Soweit es um Gefahrenabwehr gehen kann, sind die Ansätze, hier frühzeitig mediativ anzusetzen, durchaus zu begrüßen. Das ist immer dann von Vorteil, wenn sich diese Gefahren aus unterschiedlichen Positionen heraus entwickeln, also aus individuellen oder kollektiven Lebenssituationen, die Entscheidungsmöglichkeiten vorhalten können und über die noch Verfügungsmöglichkeiten bestehen. Solches wird schon in vielfältiger Art und Weise gemacht. Die Herausforderung besteht hier, dass die Interessengegensätze in einem Setting, auf dem sich Staat und Private treffen, ausageglichen werden müssen und die Möglichkeit, dass der Staat als Inhaberin des Gewaltmonopols auch die Mittel in der Hand hält, Maßnahmen auch einseitig durchsetzen zu können, solange nicht als Handlungsoptionen auf den Tisch kommen, solange die Chance auf eine Konfliktlösung besteht. Je dringender aber eine Gefahr ist, umso geringer ist die Chance, dass dies auf kommunikativem Wege gelingen kann.
Gerade im Bereich der „häuslichen Gewalt“ ist es nicht nur angezeigt, gegebenenfalls durch das Aussprechen eines Wohnungsverweises sich der Staat hier schützend vor die Schwächeren in diesem Konflikt zu stellen. Die Regelung des Konflikts zwischen den Parteien kann dann im Nachhinein mediativ gelingen, muss es aber nicht, wenn aufgrund der konkreten Situation Machtgefälle, Abhängigkeiten etc. dagegen sprächen.

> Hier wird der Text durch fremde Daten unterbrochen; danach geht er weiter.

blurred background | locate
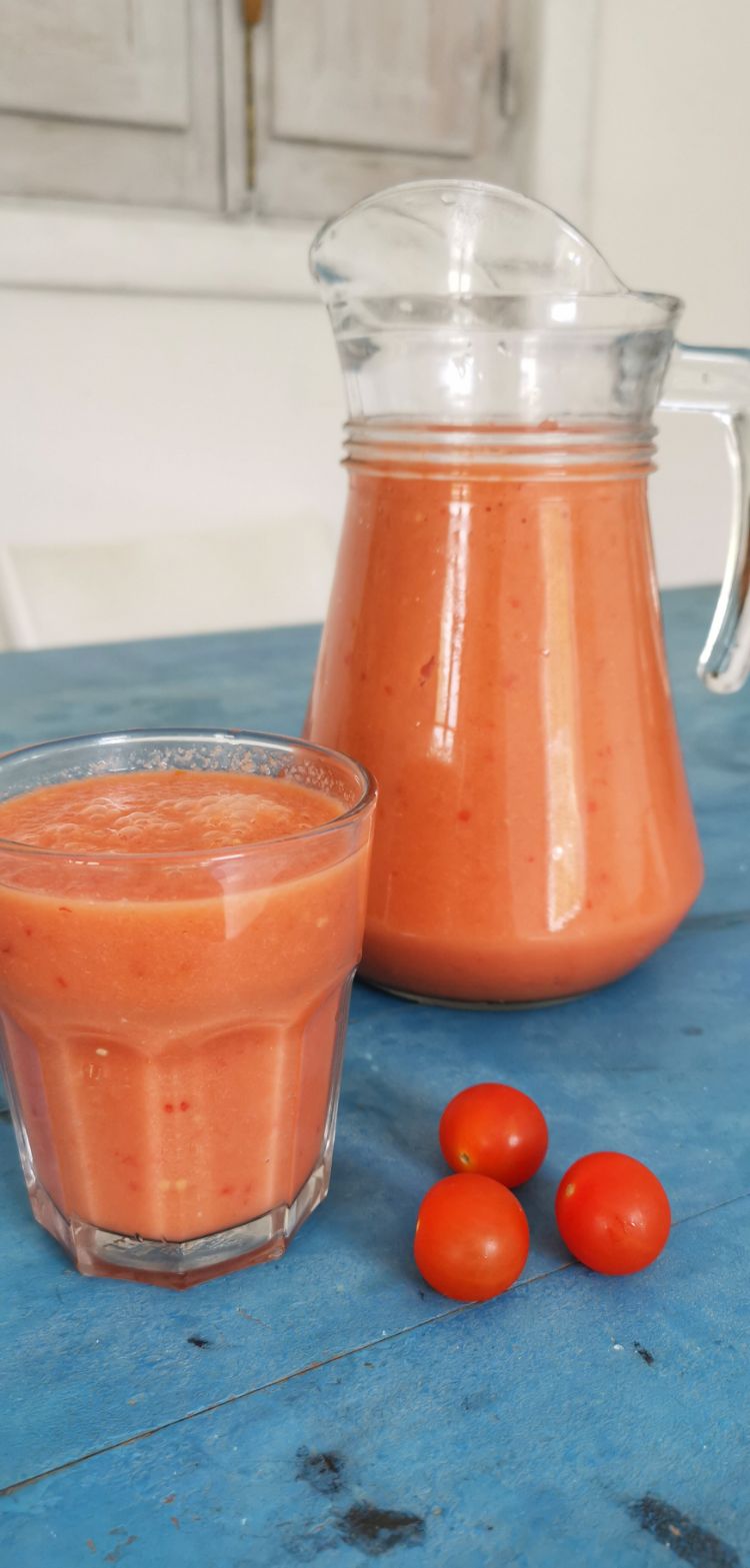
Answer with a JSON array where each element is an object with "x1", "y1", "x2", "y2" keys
[{"x1": 0, "y1": 0, "x2": 750, "y2": 648}]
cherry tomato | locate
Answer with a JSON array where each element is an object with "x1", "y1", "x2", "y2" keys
[
  {"x1": 439, "y1": 1083, "x2": 548, "y2": 1187},
  {"x1": 414, "y1": 1176, "x2": 529, "y2": 1301},
  {"x1": 555, "y1": 1152, "x2": 672, "y2": 1275}
]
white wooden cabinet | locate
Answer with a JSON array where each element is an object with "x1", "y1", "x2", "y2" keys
[
  {"x1": 253, "y1": 0, "x2": 515, "y2": 217},
  {"x1": 0, "y1": 0, "x2": 236, "y2": 210}
]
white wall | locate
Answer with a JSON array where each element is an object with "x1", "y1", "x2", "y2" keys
[{"x1": 586, "y1": 0, "x2": 750, "y2": 584}]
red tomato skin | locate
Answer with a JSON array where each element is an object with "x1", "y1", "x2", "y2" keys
[
  {"x1": 439, "y1": 1083, "x2": 549, "y2": 1187},
  {"x1": 555, "y1": 1149, "x2": 672, "y2": 1275},
  {"x1": 414, "y1": 1174, "x2": 529, "y2": 1301}
]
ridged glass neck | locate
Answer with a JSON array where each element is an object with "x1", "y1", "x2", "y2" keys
[{"x1": 344, "y1": 419, "x2": 656, "y2": 480}]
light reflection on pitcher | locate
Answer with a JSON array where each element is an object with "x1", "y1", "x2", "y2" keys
[{"x1": 308, "y1": 182, "x2": 750, "y2": 1005}]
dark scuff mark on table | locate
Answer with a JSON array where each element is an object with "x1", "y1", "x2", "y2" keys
[
  {"x1": 104, "y1": 1530, "x2": 138, "y2": 1563},
  {"x1": 339, "y1": 1502, "x2": 425, "y2": 1557},
  {"x1": 297, "y1": 1449, "x2": 344, "y2": 1496},
  {"x1": 628, "y1": 1493, "x2": 742, "y2": 1568}
]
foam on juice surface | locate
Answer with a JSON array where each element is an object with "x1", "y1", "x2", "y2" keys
[{"x1": 0, "y1": 770, "x2": 342, "y2": 854}]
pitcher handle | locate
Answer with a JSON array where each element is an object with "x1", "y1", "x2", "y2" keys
[{"x1": 659, "y1": 344, "x2": 750, "y2": 693}]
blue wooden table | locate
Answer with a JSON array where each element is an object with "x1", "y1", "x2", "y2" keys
[{"x1": 0, "y1": 592, "x2": 750, "y2": 1568}]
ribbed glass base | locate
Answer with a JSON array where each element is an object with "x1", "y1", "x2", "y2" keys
[{"x1": 28, "y1": 1160, "x2": 333, "y2": 1290}]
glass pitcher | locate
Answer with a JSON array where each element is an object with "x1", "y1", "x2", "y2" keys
[{"x1": 306, "y1": 180, "x2": 750, "y2": 1005}]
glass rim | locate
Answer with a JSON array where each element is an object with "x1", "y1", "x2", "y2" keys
[{"x1": 0, "y1": 726, "x2": 377, "y2": 867}]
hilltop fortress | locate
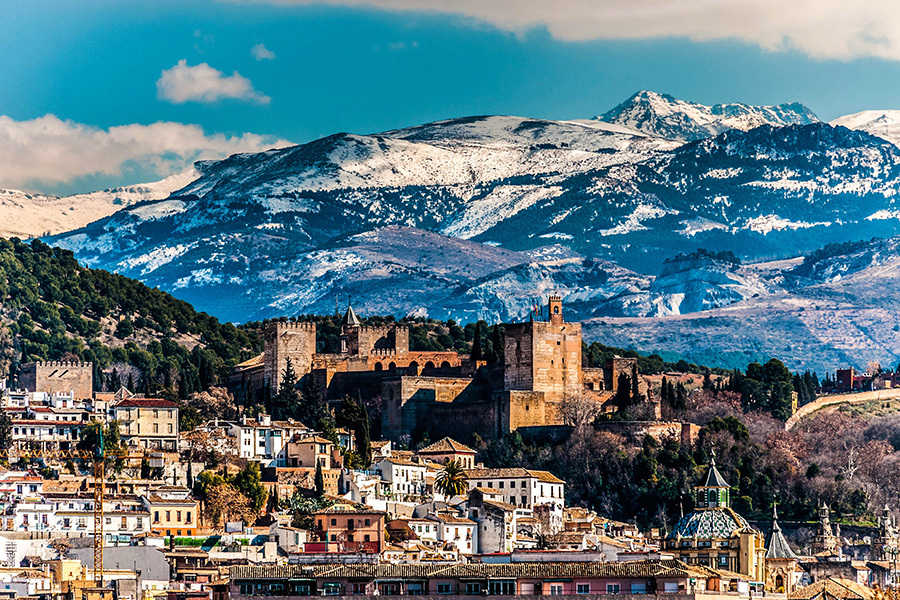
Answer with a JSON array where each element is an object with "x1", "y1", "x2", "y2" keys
[{"x1": 231, "y1": 296, "x2": 638, "y2": 440}]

Wenn es um die Frage der Sanktionierung normabweichenden Verhaltens geht, besteht hier eher eine Chance, abseits von Strafen in die Zukunft gerichtet auch Möglichkeiten zu entwickeln: Der Täter-Opfer-Ausgleich bietet hier eine gute Möglichkeit, den öffentlichen Strafanspruch zurücktreten lassen zu können. Aber wenn es um diese Fragen geht, ist aber dann nicht mehr polizeiliche, sondern justitielle Mediation gefragt: Das ist eine Folge der Gewaltenteilung. (s.o.)
Die Beispiele, die Galtung für gelungene Mediation anführt, sind indes nicht kleinzureden: Aber sie gehen von einem Bild von Polizei aus, das zumindest antiquiert scheint: Gefahrenabwehr durch Ingewahrsamnahme, Vermischung und Verwischung der polizeilichen Aufgaben. Daraus folgt, dass auch hier ein moderneres Verständnis von Polizei sich erst einmal Bahn brechen muss.
Am Ende bleibt aber auch: Das Ideal einer Bürgerpolizei unterscheidet sich durchaus von dem Bild einer technisch hochgerüsteten Polizei. Es braucht eben beides: Die Konfliktlots:innen, die für die Menschen im Viertel, im Kiez, in der Reihenhaussiedlung, auf dem Dorf etc. da sind, die Ansprechpartner:innen sein können und die befähigt sind, konfliktlösungsunterstützend wirken zu können – und auf der anderen Seite aber auch die staatliche Gewalt, die notwendig ist, um bei entsprechenden Gefahren- und Einsatzlagen technisch und personell auch befähigt zu sein, in solchen Lagen bestehen zu können.